Monday 27th March 2023
quotequote all
Stop putting line breaks between your table tags then!

TonyRPH

Original Poster:

12,971 posts

168 months

Monday 27th March 2023
quotequote all
The table is just plain text in the database.

It's stored like this snippet; So apart from writing it all on one long line, I can't think how to store it without line breaks?

I could of course remove all the line breaks when reading it out of the db however that'll affect all the plain text as well.
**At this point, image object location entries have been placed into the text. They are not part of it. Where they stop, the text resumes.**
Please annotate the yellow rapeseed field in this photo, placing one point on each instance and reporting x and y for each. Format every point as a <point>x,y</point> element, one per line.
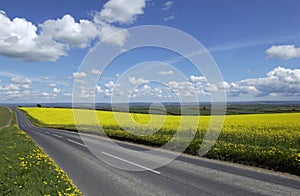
<point>267,140</point>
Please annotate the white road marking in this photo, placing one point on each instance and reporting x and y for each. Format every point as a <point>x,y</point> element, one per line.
<point>76,142</point>
<point>57,135</point>
<point>146,168</point>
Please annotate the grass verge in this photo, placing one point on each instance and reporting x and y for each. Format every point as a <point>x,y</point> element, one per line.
<point>27,170</point>
<point>5,116</point>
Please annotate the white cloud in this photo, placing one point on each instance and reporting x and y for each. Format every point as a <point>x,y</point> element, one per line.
<point>21,80</point>
<point>56,90</point>
<point>52,85</point>
<point>167,5</point>
<point>67,31</point>
<point>45,94</point>
<point>110,84</point>
<point>197,79</point>
<point>283,51</point>
<point>120,11</point>
<point>137,81</point>
<point>165,73</point>
<point>96,71</point>
<point>67,94</point>
<point>171,17</point>
<point>26,86</point>
<point>10,87</point>
<point>79,75</point>
<point>19,39</point>
<point>2,12</point>
<point>113,35</point>
<point>279,81</point>
<point>99,89</point>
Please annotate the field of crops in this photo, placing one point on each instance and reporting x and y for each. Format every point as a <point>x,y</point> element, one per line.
<point>26,169</point>
<point>5,116</point>
<point>266,140</point>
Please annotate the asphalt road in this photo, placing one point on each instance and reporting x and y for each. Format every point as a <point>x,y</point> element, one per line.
<point>186,175</point>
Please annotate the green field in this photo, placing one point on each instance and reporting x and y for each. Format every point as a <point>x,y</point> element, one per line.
<point>266,140</point>
<point>5,116</point>
<point>27,170</point>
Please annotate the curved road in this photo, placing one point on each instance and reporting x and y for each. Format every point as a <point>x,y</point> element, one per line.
<point>186,175</point>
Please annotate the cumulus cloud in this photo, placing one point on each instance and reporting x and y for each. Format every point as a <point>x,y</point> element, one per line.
<point>165,73</point>
<point>56,90</point>
<point>279,81</point>
<point>167,5</point>
<point>113,35</point>
<point>171,17</point>
<point>67,31</point>
<point>19,39</point>
<point>52,85</point>
<point>79,74</point>
<point>283,52</point>
<point>137,81</point>
<point>10,87</point>
<point>21,80</point>
<point>120,11</point>
<point>96,71</point>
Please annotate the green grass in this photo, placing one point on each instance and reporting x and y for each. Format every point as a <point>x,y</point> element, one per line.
<point>5,116</point>
<point>27,170</point>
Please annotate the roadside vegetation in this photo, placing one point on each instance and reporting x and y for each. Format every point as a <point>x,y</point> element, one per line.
<point>5,116</point>
<point>26,169</point>
<point>266,140</point>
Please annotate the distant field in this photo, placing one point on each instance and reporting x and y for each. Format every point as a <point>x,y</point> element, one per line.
<point>5,116</point>
<point>266,140</point>
<point>27,170</point>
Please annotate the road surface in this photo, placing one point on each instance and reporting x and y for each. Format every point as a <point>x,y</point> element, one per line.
<point>186,175</point>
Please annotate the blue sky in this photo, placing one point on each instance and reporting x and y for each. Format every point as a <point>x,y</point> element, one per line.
<point>255,43</point>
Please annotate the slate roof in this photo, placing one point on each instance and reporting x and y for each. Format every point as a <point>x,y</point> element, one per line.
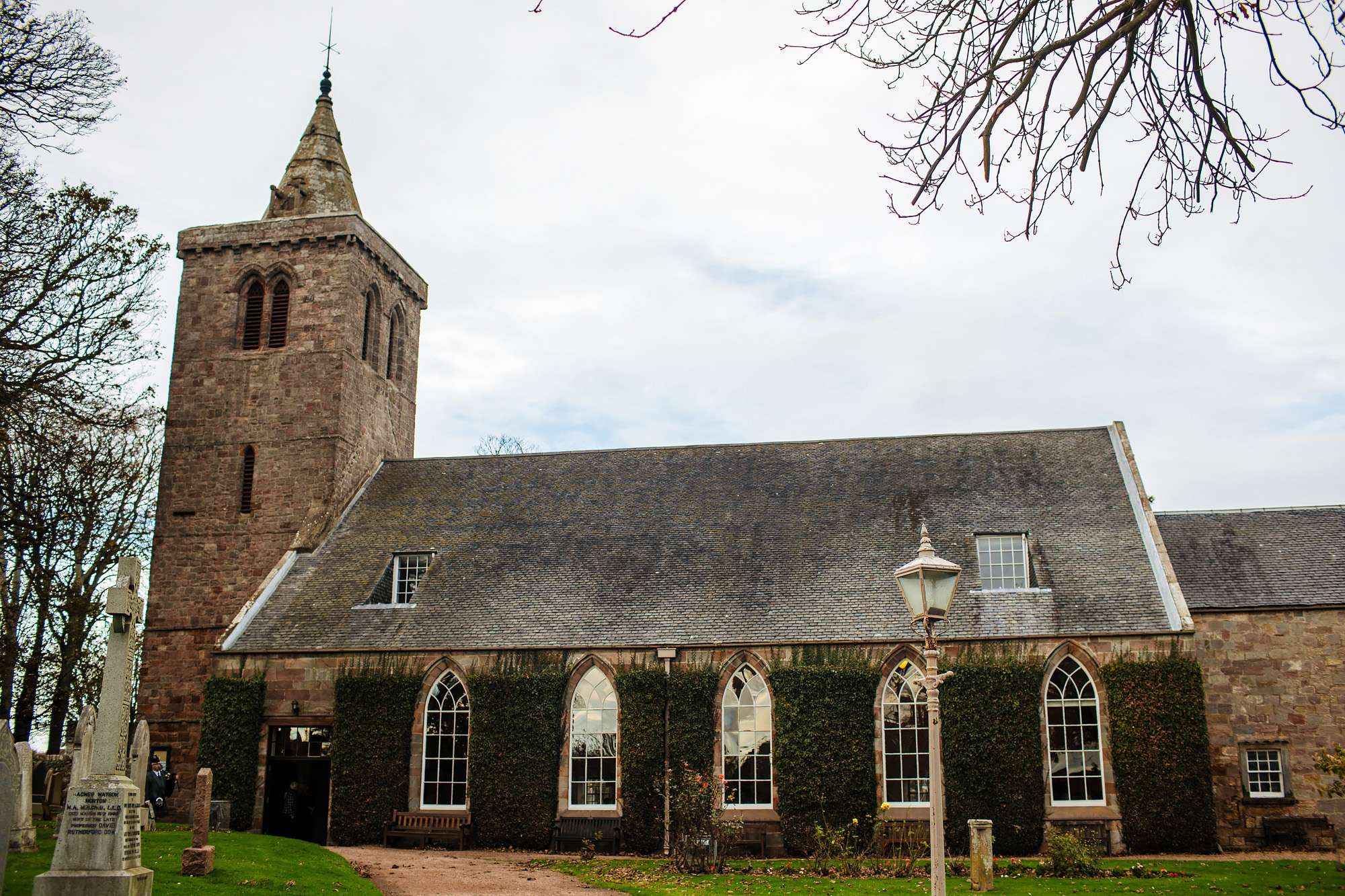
<point>785,542</point>
<point>1246,559</point>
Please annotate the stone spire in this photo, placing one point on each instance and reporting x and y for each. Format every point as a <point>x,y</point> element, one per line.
<point>318,178</point>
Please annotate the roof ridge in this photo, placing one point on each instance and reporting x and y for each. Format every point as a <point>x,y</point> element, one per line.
<point>757,444</point>
<point>1246,510</point>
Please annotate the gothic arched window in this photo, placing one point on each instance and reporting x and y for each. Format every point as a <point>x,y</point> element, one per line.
<point>445,764</point>
<point>367,342</point>
<point>252,315</point>
<point>746,733</point>
<point>279,329</point>
<point>1074,735</point>
<point>395,345</point>
<point>594,741</point>
<point>906,737</point>
<point>245,489</point>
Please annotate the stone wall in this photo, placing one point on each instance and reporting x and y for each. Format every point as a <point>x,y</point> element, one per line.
<point>1274,680</point>
<point>319,417</point>
<point>310,678</point>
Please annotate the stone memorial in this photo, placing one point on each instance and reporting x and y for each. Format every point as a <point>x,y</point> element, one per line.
<point>81,748</point>
<point>983,854</point>
<point>24,836</point>
<point>99,845</point>
<point>138,767</point>
<point>9,784</point>
<point>198,860</point>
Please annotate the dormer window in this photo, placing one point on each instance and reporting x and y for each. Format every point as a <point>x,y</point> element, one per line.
<point>1004,561</point>
<point>400,580</point>
<point>408,571</point>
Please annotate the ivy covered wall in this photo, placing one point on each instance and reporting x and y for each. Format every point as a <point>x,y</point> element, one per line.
<point>992,751</point>
<point>1160,748</point>
<point>372,748</point>
<point>231,729</point>
<point>514,751</point>
<point>824,747</point>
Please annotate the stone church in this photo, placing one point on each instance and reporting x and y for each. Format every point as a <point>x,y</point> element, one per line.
<point>297,533</point>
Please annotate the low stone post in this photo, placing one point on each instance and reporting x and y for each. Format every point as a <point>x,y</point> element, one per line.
<point>9,784</point>
<point>200,858</point>
<point>983,854</point>
<point>24,836</point>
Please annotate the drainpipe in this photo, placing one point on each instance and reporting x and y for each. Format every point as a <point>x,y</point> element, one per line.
<point>668,655</point>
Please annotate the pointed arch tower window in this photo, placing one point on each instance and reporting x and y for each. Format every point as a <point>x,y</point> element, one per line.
<point>906,737</point>
<point>594,741</point>
<point>254,299</point>
<point>445,763</point>
<point>1074,736</point>
<point>746,735</point>
<point>279,330</point>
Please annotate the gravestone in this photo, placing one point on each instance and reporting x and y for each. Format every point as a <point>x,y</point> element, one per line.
<point>138,767</point>
<point>9,784</point>
<point>198,860</point>
<point>99,846</point>
<point>81,748</point>
<point>983,854</point>
<point>24,836</point>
Alternately, I could store it without line breaks, but that would make any (direct in db) incidental edits fun. And I would still need to restore the line breaks for text paragraphs.

text said:
<table class="center">
<tr>
<th>OPAMP</th><th>THD</th><th>Notes</th>
</tr>
<tr>
<td>LM4562NA</td><td>0.00027%</td><td></td>
</tr>
</table>

mw88

1,457 posts

111 months

Monday 27th March 2023
quotequote all
Not the answer you're looking for but if the site works and looks correct in all major browsers I'd ignore the W3C Validator personally! Can't remember the last time I checked a site using it.



king arthur

6,562 posts

261 months

Monday 27th March 2023
quotequote all
TonyRPH said:
The table is just plain text in the database.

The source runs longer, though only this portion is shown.